Shopping for art materials in Oklahoma City's northwest corridor means navigating a landscape where big-box retail dominates but independent and specialty options still exist within reach. This guide covers where to source everything from basic student supplies to professional-grade materials, what each location offers, and how to avoid the common trap of paying premium prices for mid-tier inventory.
The Target location in northwest Oklahoma City (near the intersection of NW 63rd and MacArthur Boulevard) stocks a basic but limited art supply section. Expect colored pencils, sketch pads, markers, and acrylic paint sets—the kind of inventory designed for casual crafting rather than serious studio work. Prices here run standard for Target; a 120-count Cra-Z-Art colored pencil set costs around $12 to $15, while student-grade acrylic paint multi-packs sit in the $8 to $20 range depending on color count. The advantage is convenience and return policy. The disadvantage is selection depth. If you need a specific shade of professional oil paint, 11x14 acid-free paper, or specialty brushes for watercolor work, Target will disappoint.
Target's art section functions as a first stop for parents buying supplies for school projects or hobbyists testing a new medium before investing. For those purposes, it works. For anyone past the experimental phase, it creates friction.
Walmart locations throughout northwest Oklahoma City (including the store on NW 23rd Street) offer slightly deeper selection than Target, particularly in student-grade supplies. Their house brand acrylic paints cost marginally less, and they stock more variety in sketch pad formats and sizes. The trade-off is less curatorial attention to product quality and more expired inventory sitting on shelves. Check manufacturing dates on paint tubes before purchasing.
For craft-specific materials, Michael's (with locations in northwest areas accessible from the MacArthur corridor) provides serious selection depth that neither Target nor Walmart match. A Michael's carries 200-plus paint colors across multiple brands, dedicated sections for specific media (oils, watercolors, acrylics, pastels), and specialized papers organized by weight and finish. Their prices run higher on individual items, but they run weekly coupons through their app that typically discount one item 40 to 50 percent. A $60 professional brush set becomes $30 to $36 with a standard coupon. This math changes the equation significantly for anyone building supplies over time rather than buying one item today.
This is where northwest Oklahoma City creates real difficulty. There is no dedicated art store in the northwest quadrant that stocks professional oils, high-end watercolor sets, museum-quality paper, or specialty brushes without markup. Searching "art supply store near me" will likely surface online options or direct you to stores in central or south Oklahoma City.

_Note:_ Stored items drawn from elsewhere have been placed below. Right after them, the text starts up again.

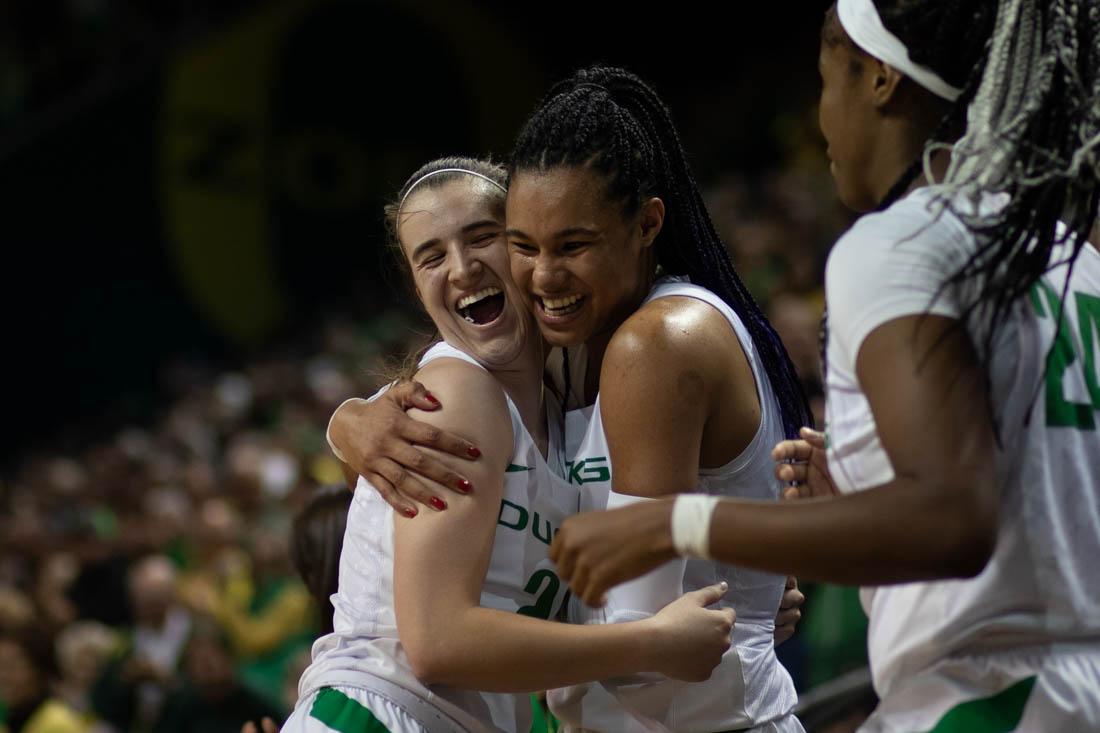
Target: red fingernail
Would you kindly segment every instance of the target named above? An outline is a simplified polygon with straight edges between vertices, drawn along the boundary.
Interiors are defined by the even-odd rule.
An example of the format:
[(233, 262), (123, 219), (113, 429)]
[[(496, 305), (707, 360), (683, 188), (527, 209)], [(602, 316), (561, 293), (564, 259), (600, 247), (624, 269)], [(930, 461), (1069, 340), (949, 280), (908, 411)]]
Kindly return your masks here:
[(458, 490), (464, 494), (469, 494), (471, 491), (474, 490), (474, 485), (464, 478), (460, 478), (458, 481), (455, 481), (455, 486), (457, 486)]
[(438, 496), (433, 496), (431, 499), (428, 499), (428, 503), (431, 504), (436, 509), (438, 509), (439, 511), (443, 511), (444, 509), (447, 508), (446, 502), (444, 502)]
[(424, 399), (426, 399), (426, 400), (427, 400), (428, 402), (431, 402), (431, 403), (432, 403), (433, 405), (435, 405), (436, 407), (439, 407), (439, 404), (440, 404), (440, 403), (439, 403), (439, 400), (437, 400), (437, 399), (435, 398), (435, 395), (434, 395), (434, 394), (432, 394), (431, 392), (425, 392), (425, 393), (424, 393)]
[(481, 458), (481, 451), (477, 449), (477, 446), (471, 445), (466, 449), (466, 452), (470, 455), (470, 458)]
[(401, 513), (404, 514), (409, 519), (412, 519), (413, 517), (416, 516), (416, 510), (415, 509), (410, 509), (409, 507), (405, 507), (404, 509), (402, 509)]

The closest meaningful alternative is online purchasing through Jerry's Artarama or Blick Art Materials, both of which ship to Oklahoma City within 3 to 7 business days. Prices on professional-grade materials (Windsor & Newton oils, Sennelier pastels, Arches watercolor paper) are often 15 to 25 percent lower online than at physical retailers nationwide, which can offset shipping costs if you're buying in bulk. A 37ml tube of Winsor & Newton Winton oil paint costs $6 to $8 online versus $10 to $12 at most brick-and-mortar stores.
The trade-off is immediacy. If you need materials today, the northwest corridor forces you either to accept student-grade quality or to drive toward central Oklahoma City, where more established art stores maintain inventory and expertise.
If you live or work in northwest Oklahoma City and engage with visual arts seriously, the most efficient approach combines locations by supply type. Use Michael's for consumables (paints, paper, basic brushes) where their selection and coupons justify the cost. Use Target or Walmart for backup supplies and last-minute basics when you've miscalculated what you have. Reserve online ordering for professional-grade materials where the price difference justifies the wait time.
For anyone teaching art classes or managing creative programs at schools or community centers in the northwest area, bulk ordering through Blick or Jerry's becomes economical at quantities of 6+ sets of supplies, often yielding 20 to 35 percent savings compared to store-by-store purchasing.
The reality is that northwest Oklahoma City's retail footprint prioritizes consumer convenience over specialized expertise. That's not changing. Building a sustainable supply chain means accepting that geography and committing to either the discipline of online ordering or the occasional drive toward more concentrated retail options elsewhere in the city.